Despite the optimistic “Three-Year Low” phrase in its’ headline, Forbes’ stats on 2024 shootings are predictably grim.
The United States has seen 44 mass shootings in the first six weeks of this year, marking the fewest since 2020, according to data from the Gun Violence Archive
Only 44! Only 7 a week.
We absorb that. Someone will make some “Parade Strong” bracelets or T-shirts. Red and Yellow. Those in the vicinity will be proud to wear them. You might be able to order one online or through a 1-800 number. The proceeds will go somewhere. Some oxidized brass statue will be bolted onto the parade route. A diving hero preventing shit from getting worse.

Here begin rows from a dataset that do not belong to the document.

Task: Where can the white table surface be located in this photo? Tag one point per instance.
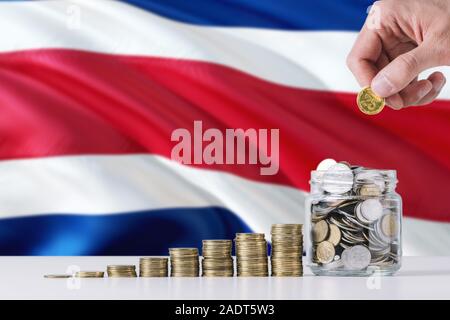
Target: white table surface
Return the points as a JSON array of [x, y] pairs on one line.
[[22, 278]]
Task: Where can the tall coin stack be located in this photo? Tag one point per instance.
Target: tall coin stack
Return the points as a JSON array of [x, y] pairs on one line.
[[251, 255], [153, 267], [184, 262], [121, 271], [217, 260], [287, 250]]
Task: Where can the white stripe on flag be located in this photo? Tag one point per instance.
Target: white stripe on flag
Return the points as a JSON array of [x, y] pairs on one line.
[[117, 184], [313, 60]]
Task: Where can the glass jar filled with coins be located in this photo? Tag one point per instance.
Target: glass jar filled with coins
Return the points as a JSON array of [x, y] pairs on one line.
[[353, 221]]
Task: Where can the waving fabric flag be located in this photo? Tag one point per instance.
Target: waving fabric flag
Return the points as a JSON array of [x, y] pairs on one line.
[[91, 91]]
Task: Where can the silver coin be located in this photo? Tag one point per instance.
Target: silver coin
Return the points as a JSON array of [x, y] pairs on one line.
[[371, 209], [357, 258], [370, 177], [338, 179]]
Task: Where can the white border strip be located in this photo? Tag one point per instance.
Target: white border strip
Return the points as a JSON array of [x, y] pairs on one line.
[[313, 60]]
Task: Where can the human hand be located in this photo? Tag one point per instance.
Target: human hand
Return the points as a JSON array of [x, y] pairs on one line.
[[409, 36]]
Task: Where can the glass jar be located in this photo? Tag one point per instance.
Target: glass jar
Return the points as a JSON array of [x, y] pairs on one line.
[[353, 222]]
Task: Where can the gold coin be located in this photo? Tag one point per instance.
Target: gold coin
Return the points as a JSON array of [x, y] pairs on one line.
[[335, 235], [369, 103], [320, 231], [325, 252]]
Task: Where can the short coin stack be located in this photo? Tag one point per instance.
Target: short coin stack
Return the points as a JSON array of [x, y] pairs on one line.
[[121, 271], [217, 260], [184, 262], [153, 267], [251, 255], [287, 250]]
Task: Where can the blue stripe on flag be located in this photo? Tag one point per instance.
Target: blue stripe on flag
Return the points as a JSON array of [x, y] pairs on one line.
[[275, 14], [140, 233]]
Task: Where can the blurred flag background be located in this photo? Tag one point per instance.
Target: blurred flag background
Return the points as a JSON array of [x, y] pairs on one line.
[[90, 92]]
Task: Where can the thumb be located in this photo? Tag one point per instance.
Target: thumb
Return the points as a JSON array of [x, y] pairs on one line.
[[401, 71]]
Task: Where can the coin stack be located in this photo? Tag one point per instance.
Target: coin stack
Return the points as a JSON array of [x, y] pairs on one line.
[[217, 260], [89, 274], [184, 262], [153, 267], [356, 222], [251, 255], [121, 271], [287, 250]]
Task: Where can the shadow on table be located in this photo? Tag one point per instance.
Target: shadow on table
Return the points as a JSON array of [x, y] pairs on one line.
[[423, 273]]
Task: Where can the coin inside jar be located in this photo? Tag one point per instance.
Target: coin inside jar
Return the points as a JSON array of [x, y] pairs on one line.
[[320, 231], [356, 258], [334, 235], [388, 225], [369, 210], [325, 252]]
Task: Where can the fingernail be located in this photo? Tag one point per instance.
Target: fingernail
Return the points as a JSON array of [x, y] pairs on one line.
[[444, 81], [382, 86], [424, 91]]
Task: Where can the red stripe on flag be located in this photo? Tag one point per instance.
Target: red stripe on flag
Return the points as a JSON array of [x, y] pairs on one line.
[[64, 102]]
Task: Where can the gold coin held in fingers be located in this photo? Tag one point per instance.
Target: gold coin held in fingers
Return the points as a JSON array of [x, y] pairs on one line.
[[369, 103]]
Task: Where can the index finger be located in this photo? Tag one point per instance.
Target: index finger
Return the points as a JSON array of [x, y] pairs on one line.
[[364, 56]]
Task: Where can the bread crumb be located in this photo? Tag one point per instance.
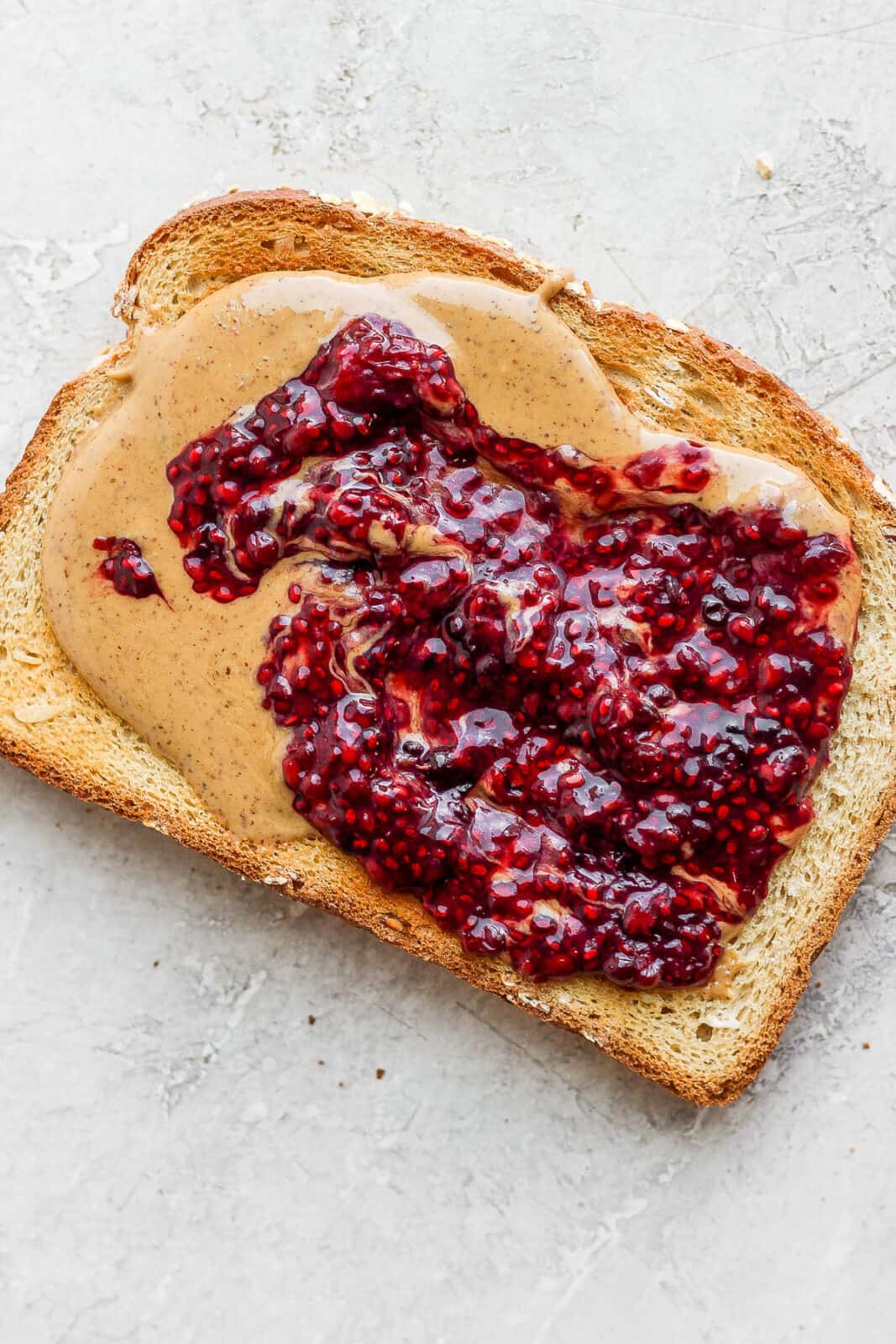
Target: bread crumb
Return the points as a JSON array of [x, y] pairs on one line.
[[365, 203], [36, 711]]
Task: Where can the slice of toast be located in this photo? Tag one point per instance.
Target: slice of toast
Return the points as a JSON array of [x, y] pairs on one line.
[[703, 1046]]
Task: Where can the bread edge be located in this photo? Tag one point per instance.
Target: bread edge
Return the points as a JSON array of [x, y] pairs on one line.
[[479, 972]]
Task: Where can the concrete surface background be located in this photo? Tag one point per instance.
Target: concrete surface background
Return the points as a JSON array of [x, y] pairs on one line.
[[186, 1158]]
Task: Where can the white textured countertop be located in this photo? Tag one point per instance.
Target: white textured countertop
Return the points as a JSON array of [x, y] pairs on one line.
[[183, 1155]]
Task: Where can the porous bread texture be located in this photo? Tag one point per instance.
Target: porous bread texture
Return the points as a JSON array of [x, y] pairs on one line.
[[701, 1046]]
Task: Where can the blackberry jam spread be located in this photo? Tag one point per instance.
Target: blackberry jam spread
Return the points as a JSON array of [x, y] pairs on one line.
[[571, 690]]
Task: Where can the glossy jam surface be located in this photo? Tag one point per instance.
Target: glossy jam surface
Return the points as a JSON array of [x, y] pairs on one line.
[[125, 568], [580, 732]]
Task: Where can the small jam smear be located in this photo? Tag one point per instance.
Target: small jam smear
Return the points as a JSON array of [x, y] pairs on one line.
[[125, 568], [573, 712]]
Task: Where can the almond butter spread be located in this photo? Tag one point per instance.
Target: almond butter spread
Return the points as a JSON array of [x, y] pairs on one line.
[[531, 683]]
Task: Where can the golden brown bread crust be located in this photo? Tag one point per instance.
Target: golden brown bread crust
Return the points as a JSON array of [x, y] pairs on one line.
[[716, 393]]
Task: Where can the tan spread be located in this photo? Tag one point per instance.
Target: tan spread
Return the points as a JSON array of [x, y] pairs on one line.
[[183, 674]]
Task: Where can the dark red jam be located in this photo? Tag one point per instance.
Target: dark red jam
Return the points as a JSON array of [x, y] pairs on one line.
[[125, 568], [580, 738]]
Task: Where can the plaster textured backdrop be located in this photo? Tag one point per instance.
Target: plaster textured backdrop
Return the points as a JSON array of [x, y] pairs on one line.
[[186, 1158]]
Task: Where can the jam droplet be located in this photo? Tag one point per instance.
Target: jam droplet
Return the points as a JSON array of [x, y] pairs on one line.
[[125, 568]]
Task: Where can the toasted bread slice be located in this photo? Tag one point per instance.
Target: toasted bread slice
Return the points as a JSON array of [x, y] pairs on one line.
[[701, 1046]]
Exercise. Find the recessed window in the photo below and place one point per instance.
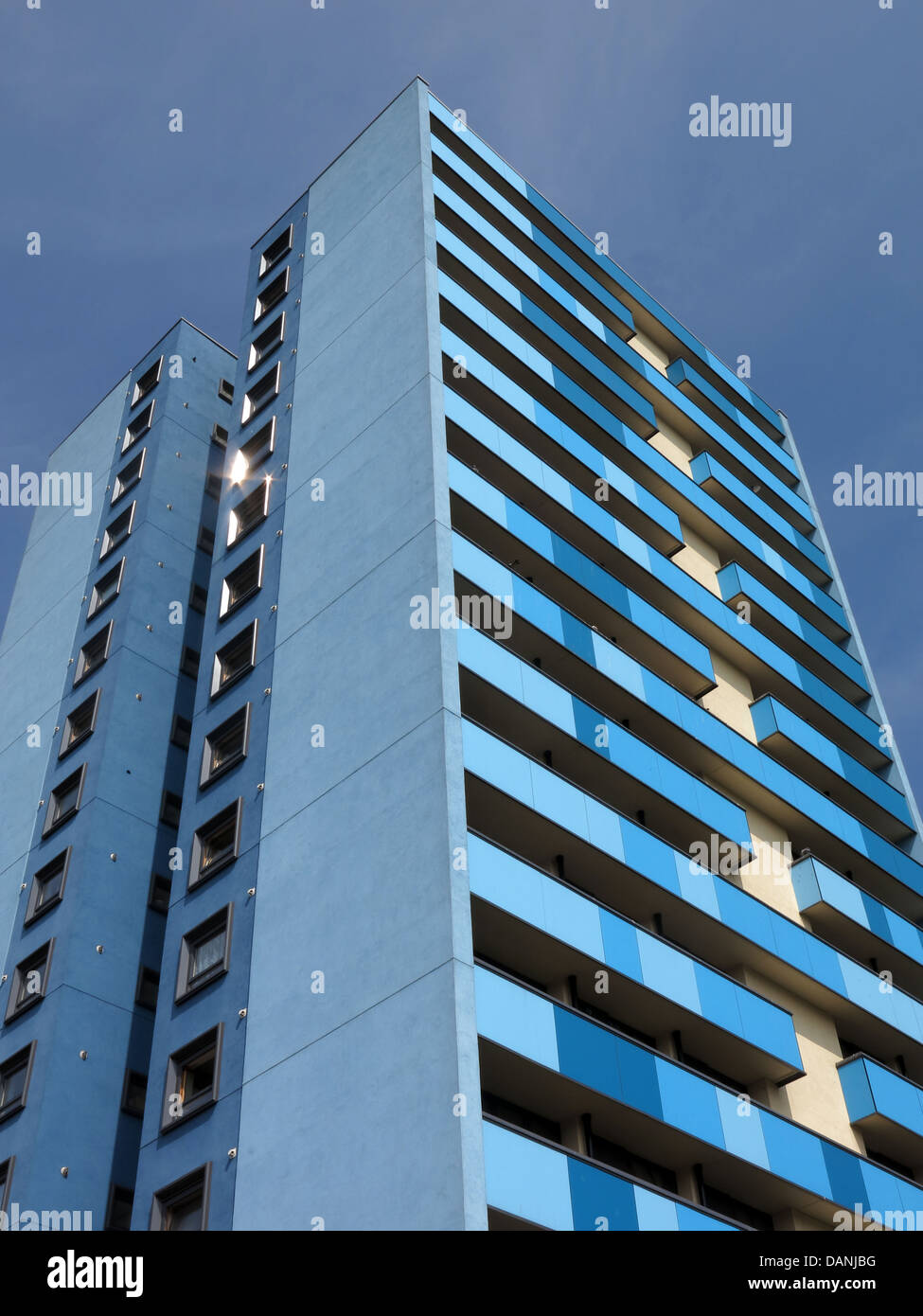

We’ll learn more about the heroes. Something cancellable will surface about one of them, which will create a whole different unresolvable debate on sports radio for a couple of weeks. The race of the shooter(s) will be an issue. What we would have done in this situation will be fantasized aloud as those nearby thankfully tune us out. (I would have fled).
A tough person you know — physically strong, and unfortunately more intelligent than you, as well — will want to keep debating the moment. “You obviously don’t know how the human knee works do you? You’d have to know how to do a Turkish military patella strike to be effective in an outdoor setting with a crowd that size and with the relative barometric pressure.” “Is that your solution?” “Is that what you want to do with guns? But what about…”
Opening day next season will start with a solemn reminder of the victims. Bowed heads. Some shallow perspective offered by Tony Romo or Kevin Burkhardt or Joe Buck. Some military shit flying over a stadium. Fireworks in an overt lack of self-awareness. An orphaned child participating in the coin flip. “Her teachers say she is really resilient.”
From now until then, and then forever after that collective moment of silence, the victims and their families will be on their own. The people at the grocery store in Buffalo, or the Walmart in El Paso, or recently in Maine (I’d long forgotten that one and it just happened in October) hard to hold ‘em all in our thoughts.
The grief is theirs to process. We believe it is finite. We trust that it rolls through someone like a Potbelly sandwich being toasted. Everyone is fine when it comes out the other side. That place is/was “strong” and everyone is healed. Their own community will handle it. This is the only way it works. This is the only way it can work. We’re not gonna think more about it. We have hands-free GMC SUV payments to make. Sorry. And it’s more normal than Black Friday. Throwing a bouquet after a wedding. Or resting a bowl of chips on your stomach as you watch Patrick Mahomes scramble for a first down.
We also understand how it really works. Grief is unmanageable. It doesn’t expire. And after decades of this, there’s an abstract price we’re all going to pay. Who knows what it is.
It’s been a strange couple of years in Kansas City. The coach’s son driving away drunk from the facility, striking a car with a kid in it. The love story of Travis and Taylor unfolding for all of us. The Chiefs fans who froze to death under mysterious circumstances just weeks ago after a playoff game. And now this.